= 1932 in American television =

This is a list of American television-related events in 1932.

==Events==
- March 9 - The Federal Radio Commission granted an operating license for the television station W9XAK to the Kansas State University in Manhattan, Kansas. It was the first television station in Kansas.
- April 22- A technical problem in the broadcast of the musical television series Harry Fries and His Musical Saw was reported in the radio section of several newspapers. The eponymous star Harry Fries was wearing a red necktie against a white shirt. The red tie photographed as white on the early TV equipment, resulting in a phone call from a viewer to ask why the performer wasn't dressed properly.

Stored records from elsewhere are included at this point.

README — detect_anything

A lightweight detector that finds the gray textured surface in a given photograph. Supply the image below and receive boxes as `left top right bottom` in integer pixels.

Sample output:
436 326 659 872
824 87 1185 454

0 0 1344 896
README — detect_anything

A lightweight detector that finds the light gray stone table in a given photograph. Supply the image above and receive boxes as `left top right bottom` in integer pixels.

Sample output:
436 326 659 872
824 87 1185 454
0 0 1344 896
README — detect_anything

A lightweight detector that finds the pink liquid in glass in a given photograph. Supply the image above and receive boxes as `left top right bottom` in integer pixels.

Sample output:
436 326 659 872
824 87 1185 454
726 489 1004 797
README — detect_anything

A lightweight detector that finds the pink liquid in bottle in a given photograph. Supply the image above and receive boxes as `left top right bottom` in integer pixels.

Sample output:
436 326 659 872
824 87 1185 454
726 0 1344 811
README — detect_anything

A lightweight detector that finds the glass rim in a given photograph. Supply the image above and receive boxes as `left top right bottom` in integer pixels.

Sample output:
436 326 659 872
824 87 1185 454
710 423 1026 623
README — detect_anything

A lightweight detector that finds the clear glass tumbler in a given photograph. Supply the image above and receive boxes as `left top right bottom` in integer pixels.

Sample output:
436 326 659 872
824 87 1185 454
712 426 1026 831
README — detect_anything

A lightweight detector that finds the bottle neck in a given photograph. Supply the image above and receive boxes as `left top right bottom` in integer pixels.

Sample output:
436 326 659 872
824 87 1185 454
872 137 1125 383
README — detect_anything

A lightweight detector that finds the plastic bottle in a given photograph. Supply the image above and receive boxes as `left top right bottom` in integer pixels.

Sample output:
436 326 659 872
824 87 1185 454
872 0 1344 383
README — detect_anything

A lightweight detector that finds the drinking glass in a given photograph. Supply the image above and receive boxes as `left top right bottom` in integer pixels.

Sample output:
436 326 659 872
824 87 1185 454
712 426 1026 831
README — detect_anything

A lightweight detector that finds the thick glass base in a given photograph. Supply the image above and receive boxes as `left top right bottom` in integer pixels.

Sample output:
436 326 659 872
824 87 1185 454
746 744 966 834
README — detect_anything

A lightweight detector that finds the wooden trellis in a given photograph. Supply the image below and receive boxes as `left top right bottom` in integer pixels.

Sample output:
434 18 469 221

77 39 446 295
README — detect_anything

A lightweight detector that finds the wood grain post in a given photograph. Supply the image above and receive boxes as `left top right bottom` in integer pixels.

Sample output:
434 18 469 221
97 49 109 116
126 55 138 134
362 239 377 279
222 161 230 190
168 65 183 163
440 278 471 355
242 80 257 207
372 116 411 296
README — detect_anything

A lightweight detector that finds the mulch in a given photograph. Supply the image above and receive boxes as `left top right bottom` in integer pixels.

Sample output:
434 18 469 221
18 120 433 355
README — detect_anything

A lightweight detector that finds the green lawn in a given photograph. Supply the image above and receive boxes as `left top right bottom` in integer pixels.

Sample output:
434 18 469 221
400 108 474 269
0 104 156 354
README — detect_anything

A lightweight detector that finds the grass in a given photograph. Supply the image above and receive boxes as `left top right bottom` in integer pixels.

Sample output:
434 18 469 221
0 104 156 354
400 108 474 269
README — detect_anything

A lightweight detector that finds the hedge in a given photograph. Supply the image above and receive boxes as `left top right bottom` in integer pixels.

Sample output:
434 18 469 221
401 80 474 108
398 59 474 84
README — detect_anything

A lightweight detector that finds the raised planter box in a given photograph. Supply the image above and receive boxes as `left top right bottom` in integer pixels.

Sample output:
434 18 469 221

- September 17- The day's edition of The New York Sun contained an announcement for the then-new television series Television Magic. The newspaper article stated that "Edwin Howard will bring vaudeville magic to television" and "card tricks and the difficult needle stunt will be given their initial trial over television".
- Specific date unknown -
  - In 1930, the United States Department of Justice had brought antitrust charges against RCA, General Electric (GE) and the Westinghouse Electric Corporation, arguing that their cross-licensing agreements had in effect created illegal monopolies. In 1932, after much negotiation, the Department of Justice accepted a consent agreement that removed the restrictions established by the cross-licensing agreements, and also provided that RCA would become a fully independent company. As a result, GE and Westinghouse gave up their ownership interests in RCA, while RCA was allowed to keep its factories. To give RCA a chance to establish itself, GE and Westinghouse were required to refrain from competing in the radio business for the next two and one-half years.
  - In 1932, the inventor Vladimir K. Zworykin first presented his iconoscope to RCA. Zworykin did not present the iconoscope to the general public until June 1933. The iconoscope was the primary camera tube used in American television broadcasting from 1936 until 1946, when it was replaced by the image orthicon tube.
  - In 1932, RCA was granted a trademark for the cathode-ray tube (CRT) under the term "Kinescope". It continued to hold rights over the device until it voluntarily released the term to the public domain in 1950.
  - Broadcast of the mechanical television series Hair Fashions in New York City. Featuring Ferdinand Graf, it was a 15-minute program about hair fashions which aired on W2XAB (now WCBS-TV).